Furth will show off her work and talk about her needlework, business and travels at 7 p.m. Thursday with the Black-Eyed Susan Smocking Guild at its monthly meeting at North County High School, 10 E. First Ave. The lecture was originally planned for January, but the “no snow, snow day” which closed county schools, postponed the program.
Furth’s grandmother taught her how to sew when she was just eight-years-old. She said she was the only grandchild who was interested enough to learn how to stitch needlework. “I was the only one she taught. Nobody else showed an interest in it,” Furth said.
For her grandmother, sewing was a necessity of the times – she had five children during the Depression, so she saved money by sewing all of the family’s clothes.
By the time she was in high school,I went in search of Cheap Wedding Dresses with sleeves, modest necklines, and hems that hit at the knee or below. Furth was begging her home economics teacher to let her sew something more challenging than the simple apron everyone else in the class was making. Her assignment was to create a red French velvet floor length cape, lined in white taffeta with gold frog closures at the neck to wear to the February junior prom. She not only finished the cape in time for the prom, Furth said that she was the only one in the class to get an “A” for the sewing project.
Furth spends most of her time painstakingly hand stitching elaborate embroidery work. While she owns a sewing machine that can stitch embroidered designs and pictures, she prefers the hand stitched work. “A lot of the younger generation wants instant gratification. They don’t want to do anything that you have to rip out if you don’t do it right,” she said.
Furth said she stitched her first church vestment project about 13 years ago for the Elizabeth Seton Parish in Crofton.I'm just going to look at the new formal office dresses for women. “It’s a passion,” she said.
Furth receives many unusual jobs. She was the seamstress that was commissioned to make the 40-by-40-foot veil that covered the statue of retired Oriole Brooks Robinson that was unveiled at Camden Yards last season. The project was so large that she had to contact her parish priest to get permission to use the church hall.

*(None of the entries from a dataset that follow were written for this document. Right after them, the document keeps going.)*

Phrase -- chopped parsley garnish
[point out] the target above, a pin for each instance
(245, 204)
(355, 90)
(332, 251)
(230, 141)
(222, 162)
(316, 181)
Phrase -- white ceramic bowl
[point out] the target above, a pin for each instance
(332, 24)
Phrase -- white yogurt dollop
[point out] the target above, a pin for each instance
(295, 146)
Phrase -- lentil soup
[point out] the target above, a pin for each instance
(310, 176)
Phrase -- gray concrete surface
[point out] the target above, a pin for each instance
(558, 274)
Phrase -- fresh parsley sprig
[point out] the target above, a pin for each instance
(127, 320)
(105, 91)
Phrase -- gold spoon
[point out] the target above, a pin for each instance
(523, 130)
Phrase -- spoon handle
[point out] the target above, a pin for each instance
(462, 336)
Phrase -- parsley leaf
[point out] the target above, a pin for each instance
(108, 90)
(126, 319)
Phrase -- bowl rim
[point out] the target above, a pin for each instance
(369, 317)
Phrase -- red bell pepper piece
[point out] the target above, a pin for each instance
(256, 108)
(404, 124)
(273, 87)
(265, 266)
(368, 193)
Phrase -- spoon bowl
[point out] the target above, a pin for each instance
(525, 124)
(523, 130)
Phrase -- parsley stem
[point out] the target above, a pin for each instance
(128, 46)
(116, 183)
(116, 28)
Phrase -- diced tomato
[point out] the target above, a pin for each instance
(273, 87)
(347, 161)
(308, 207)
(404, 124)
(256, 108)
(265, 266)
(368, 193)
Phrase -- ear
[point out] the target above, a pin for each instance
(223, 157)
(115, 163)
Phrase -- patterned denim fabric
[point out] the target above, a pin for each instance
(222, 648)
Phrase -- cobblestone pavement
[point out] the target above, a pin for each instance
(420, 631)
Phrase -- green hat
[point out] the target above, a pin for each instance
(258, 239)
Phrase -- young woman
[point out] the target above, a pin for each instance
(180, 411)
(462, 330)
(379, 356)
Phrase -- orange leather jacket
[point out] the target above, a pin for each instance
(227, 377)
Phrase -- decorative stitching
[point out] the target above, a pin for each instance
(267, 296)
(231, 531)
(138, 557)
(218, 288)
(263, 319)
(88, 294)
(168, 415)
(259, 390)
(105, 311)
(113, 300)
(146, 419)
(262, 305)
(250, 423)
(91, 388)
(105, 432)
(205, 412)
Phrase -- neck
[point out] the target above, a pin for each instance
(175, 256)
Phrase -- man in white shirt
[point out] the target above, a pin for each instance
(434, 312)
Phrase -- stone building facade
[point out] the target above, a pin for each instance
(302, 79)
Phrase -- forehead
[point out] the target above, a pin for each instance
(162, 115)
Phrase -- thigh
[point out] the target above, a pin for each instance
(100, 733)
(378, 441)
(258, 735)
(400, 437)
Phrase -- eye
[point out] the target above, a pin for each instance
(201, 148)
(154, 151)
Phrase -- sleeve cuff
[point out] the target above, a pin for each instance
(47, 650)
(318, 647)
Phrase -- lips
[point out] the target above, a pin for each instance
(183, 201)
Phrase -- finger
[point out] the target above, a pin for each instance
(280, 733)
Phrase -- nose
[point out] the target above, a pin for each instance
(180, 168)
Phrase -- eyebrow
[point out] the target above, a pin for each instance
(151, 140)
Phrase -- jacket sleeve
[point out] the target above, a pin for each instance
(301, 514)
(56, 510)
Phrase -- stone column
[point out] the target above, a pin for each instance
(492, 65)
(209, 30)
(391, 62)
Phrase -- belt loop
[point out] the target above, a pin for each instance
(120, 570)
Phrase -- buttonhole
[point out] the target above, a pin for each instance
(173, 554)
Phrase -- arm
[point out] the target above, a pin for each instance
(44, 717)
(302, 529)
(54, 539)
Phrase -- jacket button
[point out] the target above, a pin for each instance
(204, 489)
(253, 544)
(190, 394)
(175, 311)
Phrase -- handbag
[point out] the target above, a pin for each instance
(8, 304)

This past weekend, she was awarded two honorable mentions out of a field of over 800 submissions at the Woodlawn Needlework competition and show held in nearby Virginia. One of the award winners was a hand embroidered Japanese silk thread painting that she completed as a class project at a recent stitching workshop. “It was a technique I’d never tried before,” said Furth.AmorModa today announces their Wholesale high neck wedding dresses are still available with great discounts, up to 59% off.Laboissonniere pointed out that director Eric Schaeffer had initially wanted to put Dolly in a white embroidery lace for the finale instead of a red one.
She had the distinct pleasure of creating wedding gowns for two daughter-in-laws. Her work also included the vestments worn by the priests on the altar at the wedding, the bridesmaids’ gowns, flower girl and ring bearers’ outfits and her own mother-of-the-groom dress. She completed the 26 garments all worn in the same wedding in a three-month period of time while she was recuperating from major surgery.
She explained that the mother of daughter-in-law Erin had passed away when she was a little girl. Erin asked Furth to incorporate part of her mother’s wedding gown into her own. Furth carefully took apart the dress to re-use the arms of the old gown in the new gown. After the wedding she then spent hours disassembling the original gown, which was made largely from panels of sheer viola fabric, which is one of the sheerest fabrics in existence.
Furth said that when the first of her five grandchildren was on the way, she realized that the more than 100-year-old family christening gown was too delicate to put a wiggling, moving baby into. The gown had been made by the grandmother that taught her to stitch and had adorned 35 relatives at their baptisms. It gave Furth the perfect opportunity to stitch five heirloom christening gowns - one for each of her children – so that the tradition could be restarted.
Grandson Patrick, who was born in March, wore a christening gown adorned with shamrocks and the Celtic cross designed by Furth and other designs that were transferred from her grandmother's christening gown. Her projects have been described as eclectic, but they are all definitely unique and one-of-a-kind.Pretty Wholesale Cheap Bridal Dresses that let little girls be little girls.